Let's visualize the DFA equivalent to the larger NFA above:

$State diagram of the DFA for `re"(\\+|-)?(0|1)*"`$

It might not be obvious, but the DFA above accepts exactly the same inputs as the previous NFA. DFAs are way simpler to simulate in code than NFAs, precisely because at every state, for every input, there is exactly one action. DFAs can be simulated either using a lookup table of possible state transitions, or by hardcoding GOTO-statements from node to node when the correct input is matched. Code simulating DFAs can be ridicuously fast, with each state transition taking less than 1 nanosecond, if implemented well.

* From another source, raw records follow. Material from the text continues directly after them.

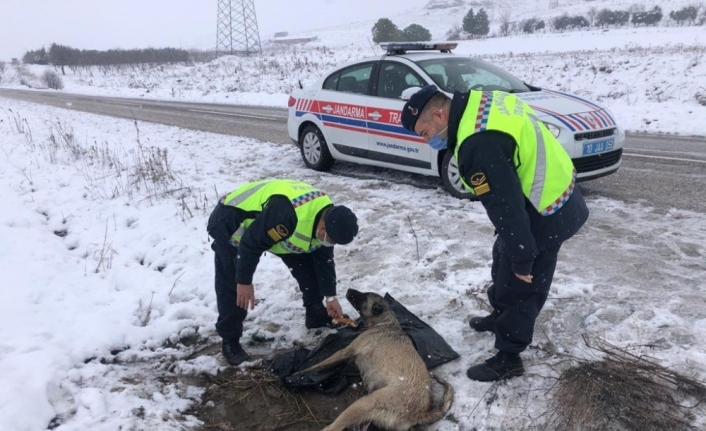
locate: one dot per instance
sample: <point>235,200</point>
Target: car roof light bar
<point>402,47</point>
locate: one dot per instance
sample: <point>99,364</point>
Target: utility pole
<point>237,32</point>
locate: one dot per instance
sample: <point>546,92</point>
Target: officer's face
<point>430,124</point>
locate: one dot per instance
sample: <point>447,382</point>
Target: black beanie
<point>341,224</point>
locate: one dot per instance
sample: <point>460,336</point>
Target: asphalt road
<point>658,170</point>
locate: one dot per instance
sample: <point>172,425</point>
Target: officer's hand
<point>526,278</point>
<point>245,296</point>
<point>334,309</point>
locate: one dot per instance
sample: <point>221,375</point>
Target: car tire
<point>314,149</point>
<point>452,178</point>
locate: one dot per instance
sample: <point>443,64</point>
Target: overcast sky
<point>102,24</point>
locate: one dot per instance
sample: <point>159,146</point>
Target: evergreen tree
<point>385,31</point>
<point>416,33</point>
<point>469,22</point>
<point>482,24</point>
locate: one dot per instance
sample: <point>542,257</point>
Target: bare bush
<point>505,16</point>
<point>700,97</point>
<point>625,391</point>
<point>52,80</point>
<point>592,12</point>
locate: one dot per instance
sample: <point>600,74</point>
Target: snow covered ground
<point>653,79</point>
<point>107,273</point>
<point>107,268</point>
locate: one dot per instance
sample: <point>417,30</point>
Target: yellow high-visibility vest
<point>546,171</point>
<point>306,200</point>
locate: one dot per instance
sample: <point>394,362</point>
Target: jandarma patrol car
<point>353,114</point>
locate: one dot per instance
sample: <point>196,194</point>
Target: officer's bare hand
<point>245,296</point>
<point>526,278</point>
<point>334,309</point>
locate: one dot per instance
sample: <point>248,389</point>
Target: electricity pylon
<point>237,31</point>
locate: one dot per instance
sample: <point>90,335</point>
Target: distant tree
<point>607,17</point>
<point>505,26</point>
<point>469,22</point>
<point>561,22</point>
<point>592,12</point>
<point>385,30</point>
<point>36,57</point>
<point>688,13</point>
<point>482,26</point>
<point>416,33</point>
<point>454,32</point>
<point>578,21</point>
<point>648,18</point>
<point>531,25</point>
<point>52,80</point>
<point>60,56</point>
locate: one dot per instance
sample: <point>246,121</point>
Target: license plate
<point>598,146</point>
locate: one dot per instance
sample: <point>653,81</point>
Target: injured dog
<point>400,391</point>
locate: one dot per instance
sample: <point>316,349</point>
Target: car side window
<point>332,82</point>
<point>394,78</point>
<point>355,79</point>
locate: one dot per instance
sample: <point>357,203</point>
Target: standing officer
<point>292,220</point>
<point>526,181</point>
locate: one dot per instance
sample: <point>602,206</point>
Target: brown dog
<point>399,386</point>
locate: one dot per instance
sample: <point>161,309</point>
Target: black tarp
<point>432,348</point>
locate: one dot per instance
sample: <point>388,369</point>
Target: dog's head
<point>372,307</point>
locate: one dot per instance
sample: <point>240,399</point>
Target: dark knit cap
<point>415,105</point>
<point>341,224</point>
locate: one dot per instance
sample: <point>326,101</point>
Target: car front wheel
<point>452,178</point>
<point>314,149</point>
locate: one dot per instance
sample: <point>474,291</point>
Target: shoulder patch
<point>282,230</point>
<point>272,233</point>
<point>479,183</point>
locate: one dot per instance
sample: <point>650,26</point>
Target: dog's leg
<point>340,356</point>
<point>371,409</point>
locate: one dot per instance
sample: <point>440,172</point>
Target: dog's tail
<point>439,410</point>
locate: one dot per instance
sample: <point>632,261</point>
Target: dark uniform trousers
<point>516,302</point>
<point>230,316</point>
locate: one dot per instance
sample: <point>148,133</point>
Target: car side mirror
<point>408,92</point>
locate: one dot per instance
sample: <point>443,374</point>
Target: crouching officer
<point>292,220</point>
<point>526,181</point>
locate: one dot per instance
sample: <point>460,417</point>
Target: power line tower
<point>237,31</point>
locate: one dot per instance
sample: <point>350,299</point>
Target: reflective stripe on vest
<point>536,148</point>
<point>306,201</point>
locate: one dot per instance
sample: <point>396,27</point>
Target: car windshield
<point>463,73</point>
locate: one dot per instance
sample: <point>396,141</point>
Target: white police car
<point>353,114</point>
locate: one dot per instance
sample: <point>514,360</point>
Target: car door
<point>342,105</point>
<point>389,141</point>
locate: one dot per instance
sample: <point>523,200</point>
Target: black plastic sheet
<point>431,346</point>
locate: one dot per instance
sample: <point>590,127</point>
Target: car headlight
<point>554,130</point>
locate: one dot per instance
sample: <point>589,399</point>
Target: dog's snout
<point>355,297</point>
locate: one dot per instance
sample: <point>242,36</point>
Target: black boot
<point>316,316</point>
<point>234,353</point>
<point>485,323</point>
<point>503,365</point>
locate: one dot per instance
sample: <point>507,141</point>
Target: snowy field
<point>653,79</point>
<point>107,268</point>
<point>108,272</point>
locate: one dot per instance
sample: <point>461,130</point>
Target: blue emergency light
<point>402,47</point>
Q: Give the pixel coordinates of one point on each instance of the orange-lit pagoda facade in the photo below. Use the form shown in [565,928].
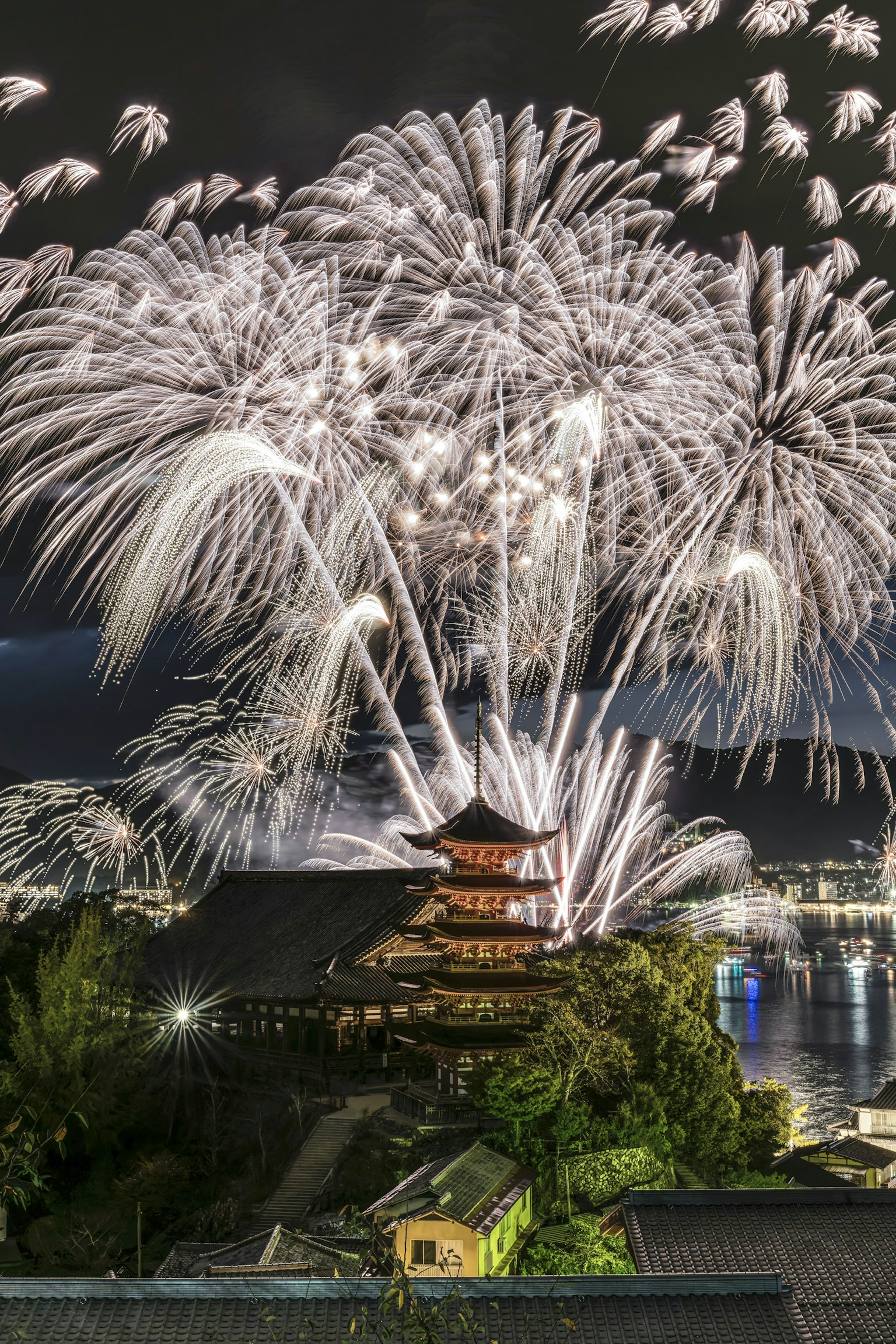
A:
[483,987]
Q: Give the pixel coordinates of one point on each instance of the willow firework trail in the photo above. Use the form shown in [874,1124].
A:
[823,203]
[854,109]
[772,92]
[146,124]
[15,91]
[848,34]
[729,126]
[886,142]
[878,202]
[60,179]
[264,197]
[507,410]
[667,22]
[659,136]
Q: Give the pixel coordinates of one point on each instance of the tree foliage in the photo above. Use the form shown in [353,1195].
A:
[586,1250]
[76,1040]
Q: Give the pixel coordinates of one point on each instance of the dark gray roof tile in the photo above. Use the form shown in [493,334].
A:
[589,1311]
[276,935]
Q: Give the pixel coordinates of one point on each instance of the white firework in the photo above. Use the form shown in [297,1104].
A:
[264,197]
[823,203]
[217,191]
[621,18]
[14,91]
[854,109]
[667,22]
[699,14]
[659,136]
[162,216]
[885,140]
[61,179]
[878,202]
[772,92]
[763,19]
[848,34]
[729,126]
[785,140]
[146,124]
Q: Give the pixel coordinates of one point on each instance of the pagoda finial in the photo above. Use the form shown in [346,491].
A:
[479,752]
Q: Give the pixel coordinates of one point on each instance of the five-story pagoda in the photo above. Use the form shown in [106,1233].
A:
[483,986]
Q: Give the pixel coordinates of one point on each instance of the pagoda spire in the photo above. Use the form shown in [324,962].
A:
[479,752]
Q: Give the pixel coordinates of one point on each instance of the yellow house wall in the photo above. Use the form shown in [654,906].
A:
[520,1217]
[438,1230]
[475,1248]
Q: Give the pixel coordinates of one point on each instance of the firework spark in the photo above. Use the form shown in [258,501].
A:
[772,92]
[729,126]
[823,203]
[61,179]
[15,91]
[147,124]
[854,109]
[848,34]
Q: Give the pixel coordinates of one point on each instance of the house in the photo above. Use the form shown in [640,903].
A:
[874,1120]
[804,1175]
[852,1160]
[836,1248]
[272,1254]
[299,971]
[589,1310]
[465,1215]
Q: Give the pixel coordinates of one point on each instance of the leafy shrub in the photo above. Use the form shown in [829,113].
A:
[602,1175]
[586,1250]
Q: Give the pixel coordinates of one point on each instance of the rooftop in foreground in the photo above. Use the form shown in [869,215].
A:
[590,1310]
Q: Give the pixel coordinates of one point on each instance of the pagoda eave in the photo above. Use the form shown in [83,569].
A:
[464,1040]
[484,986]
[481,932]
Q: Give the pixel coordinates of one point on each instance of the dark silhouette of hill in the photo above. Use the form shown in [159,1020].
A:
[9,777]
[786,818]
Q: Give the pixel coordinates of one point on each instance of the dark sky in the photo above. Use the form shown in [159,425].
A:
[277,89]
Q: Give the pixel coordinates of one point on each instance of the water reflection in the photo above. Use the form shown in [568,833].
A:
[830,1031]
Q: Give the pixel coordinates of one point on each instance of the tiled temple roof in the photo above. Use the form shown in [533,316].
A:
[477,824]
[588,1310]
[288,935]
[836,1248]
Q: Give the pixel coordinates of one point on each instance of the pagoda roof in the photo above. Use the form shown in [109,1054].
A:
[481,931]
[464,1037]
[300,935]
[490,983]
[480,826]
[496,882]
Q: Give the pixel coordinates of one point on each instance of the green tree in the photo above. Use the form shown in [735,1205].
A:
[640,1008]
[515,1089]
[586,1250]
[76,1040]
[766,1121]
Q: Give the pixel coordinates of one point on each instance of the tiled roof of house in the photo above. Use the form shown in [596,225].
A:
[807,1174]
[479,824]
[885,1099]
[288,935]
[836,1248]
[275,1252]
[872,1155]
[590,1310]
[475,1187]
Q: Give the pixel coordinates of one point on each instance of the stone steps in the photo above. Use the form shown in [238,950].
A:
[305,1175]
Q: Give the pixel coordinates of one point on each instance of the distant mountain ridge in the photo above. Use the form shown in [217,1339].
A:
[782,819]
[9,777]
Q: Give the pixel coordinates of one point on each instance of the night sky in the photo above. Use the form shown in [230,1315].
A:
[277,89]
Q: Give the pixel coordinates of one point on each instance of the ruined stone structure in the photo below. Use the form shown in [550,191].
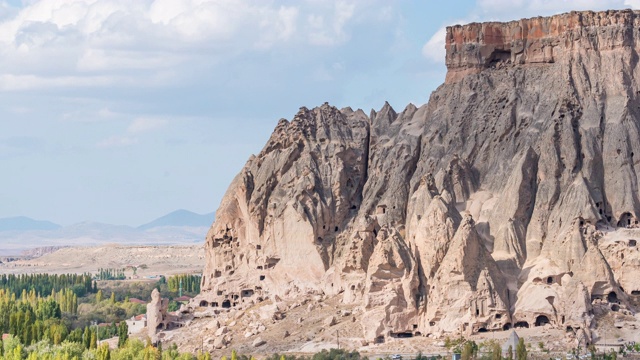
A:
[157,317]
[509,200]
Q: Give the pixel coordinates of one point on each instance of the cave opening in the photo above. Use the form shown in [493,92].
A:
[521,324]
[542,320]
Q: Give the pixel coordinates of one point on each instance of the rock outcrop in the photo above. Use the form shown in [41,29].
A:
[509,200]
[157,318]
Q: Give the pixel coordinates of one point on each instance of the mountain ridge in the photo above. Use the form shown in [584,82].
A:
[508,200]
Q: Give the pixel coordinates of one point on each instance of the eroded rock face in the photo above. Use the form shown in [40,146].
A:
[500,203]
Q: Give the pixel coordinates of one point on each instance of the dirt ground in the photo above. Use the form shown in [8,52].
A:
[304,330]
[149,261]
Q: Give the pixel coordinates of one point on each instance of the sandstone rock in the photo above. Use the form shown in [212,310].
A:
[258,342]
[511,198]
[330,321]
[221,331]
[218,343]
[156,314]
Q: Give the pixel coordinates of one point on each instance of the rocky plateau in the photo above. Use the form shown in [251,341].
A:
[509,200]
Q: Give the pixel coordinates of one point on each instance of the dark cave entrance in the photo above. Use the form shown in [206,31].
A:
[542,320]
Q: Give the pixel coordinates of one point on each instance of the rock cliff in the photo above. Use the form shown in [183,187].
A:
[509,200]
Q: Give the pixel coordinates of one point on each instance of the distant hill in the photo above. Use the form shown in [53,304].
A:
[23,223]
[180,218]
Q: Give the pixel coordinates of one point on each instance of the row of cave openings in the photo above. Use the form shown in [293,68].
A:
[626,219]
[233,299]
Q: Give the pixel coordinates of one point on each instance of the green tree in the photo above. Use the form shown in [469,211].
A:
[94,340]
[521,350]
[123,333]
[496,351]
[103,352]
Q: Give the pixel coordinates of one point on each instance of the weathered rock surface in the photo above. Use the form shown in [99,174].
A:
[510,199]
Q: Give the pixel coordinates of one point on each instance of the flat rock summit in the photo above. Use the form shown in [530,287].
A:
[511,199]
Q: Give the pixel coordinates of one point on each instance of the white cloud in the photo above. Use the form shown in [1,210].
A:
[117,141]
[137,128]
[89,43]
[142,125]
[434,48]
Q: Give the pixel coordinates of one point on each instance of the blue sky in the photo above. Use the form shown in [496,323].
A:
[121,111]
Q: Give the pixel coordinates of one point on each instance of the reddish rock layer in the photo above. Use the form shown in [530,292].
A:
[477,46]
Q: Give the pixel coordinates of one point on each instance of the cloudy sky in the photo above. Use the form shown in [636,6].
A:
[120,111]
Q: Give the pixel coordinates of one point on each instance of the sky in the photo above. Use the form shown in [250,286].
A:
[121,111]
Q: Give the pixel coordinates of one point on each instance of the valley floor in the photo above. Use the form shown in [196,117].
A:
[148,261]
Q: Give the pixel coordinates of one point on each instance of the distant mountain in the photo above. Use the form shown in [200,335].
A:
[180,218]
[23,223]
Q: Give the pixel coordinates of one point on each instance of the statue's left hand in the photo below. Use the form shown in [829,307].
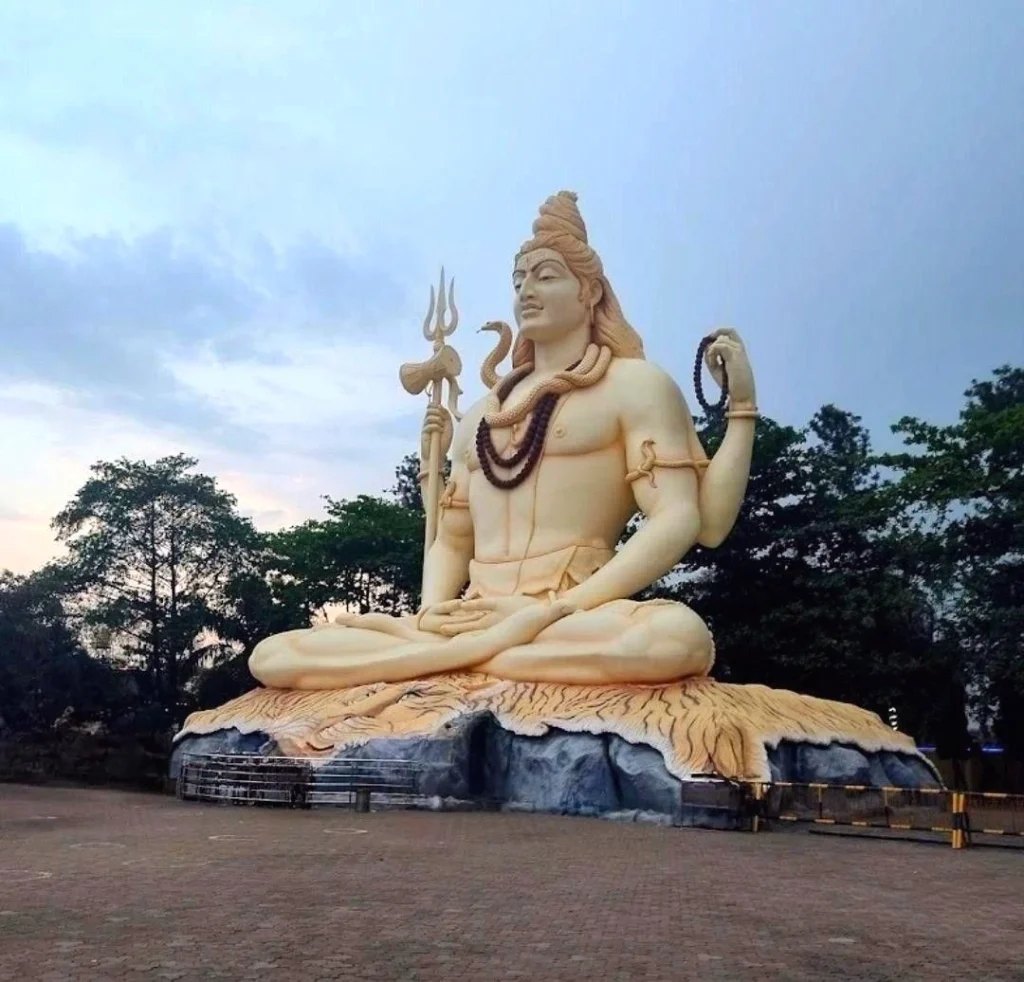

Furthermore, DFAs can be optimised. Two edges between the same nodes with labels A and B can be collapsed to a single edge with labels [AB], and redundant nodes can be collapsed. The optimised DFA equivalent to the one above is simply:

$State diagram of the simpler DFA for `re"(\\+|-)?(0|1)*"`$

Unfortunately, as the name "powerset construction" hints, convering an NFA with N nodes may result in a DFA with up to 2^N nodes. This inconvenient fact drives important design decisions in regex implementations. There are basically two approaches:

Automa.jl will just construct the DFA directly, and accept a worst-case complexity of O(2^N). This is acceptable (I think) for Automa, because this construction happens in Julia's package precompilation stage (not on package loading or usage), and because the DFAs are assumed to be constants within a package. So, if a developer accidentally writes an NFA which is unacceptably slow to convert to a DFA, it will be caught in development. Luckily, it's pretty rare to have NFAs that result in truly abysmally slow conversions to DFA's: While bad corner cases exist, they are rarely as catastrophic as the O(2^N) would suggest. Currently, Automa's regex/NFA/DFA compilation pipeline is very slow and unoptimized, but, since it happens during precompile time, it is insignificant compared to LLVM compile times.

Other implementations, like the popular ripgrep command line tool, uses an adaptive approach. It constructs the DFA on the fly, as each symbol is being matched, and then caches the DFA. If the DFA size grows too large, the cache is flushed. If the cache is flushed too often, it falls back to simulating the NFA directly. Such an approach is necessary for ripgrep, because the regex -> NFA -> DFA compilation happens at runtime and must be near-instantaneous, unlike Automa, where it happens during package precompilation and can afford to be slow.

Automa in a nutshell

Automa simulates the DFA by having the DFA create a Julia Expr, which is then used to generate a Julia function using metaprogramming. Like all other Julia code, this function is then optimized by Julia and then LLVM, making the DFA simulations very fast.

Because Automa just constructs Julia functions, we can do extra tricks that ordinary regex engines cannot: We can splice arbitrary Julia code into the DFA simulation. Currently, Automa supports two such kinds of code: actions, and preconditions.

Actions are Julia code that is executed during certain state transitions. Preconditions are Julia code, that evaluates to a Bool value, and which are checked before a state transition. If a precondition evaluates to false, the transition is not taken.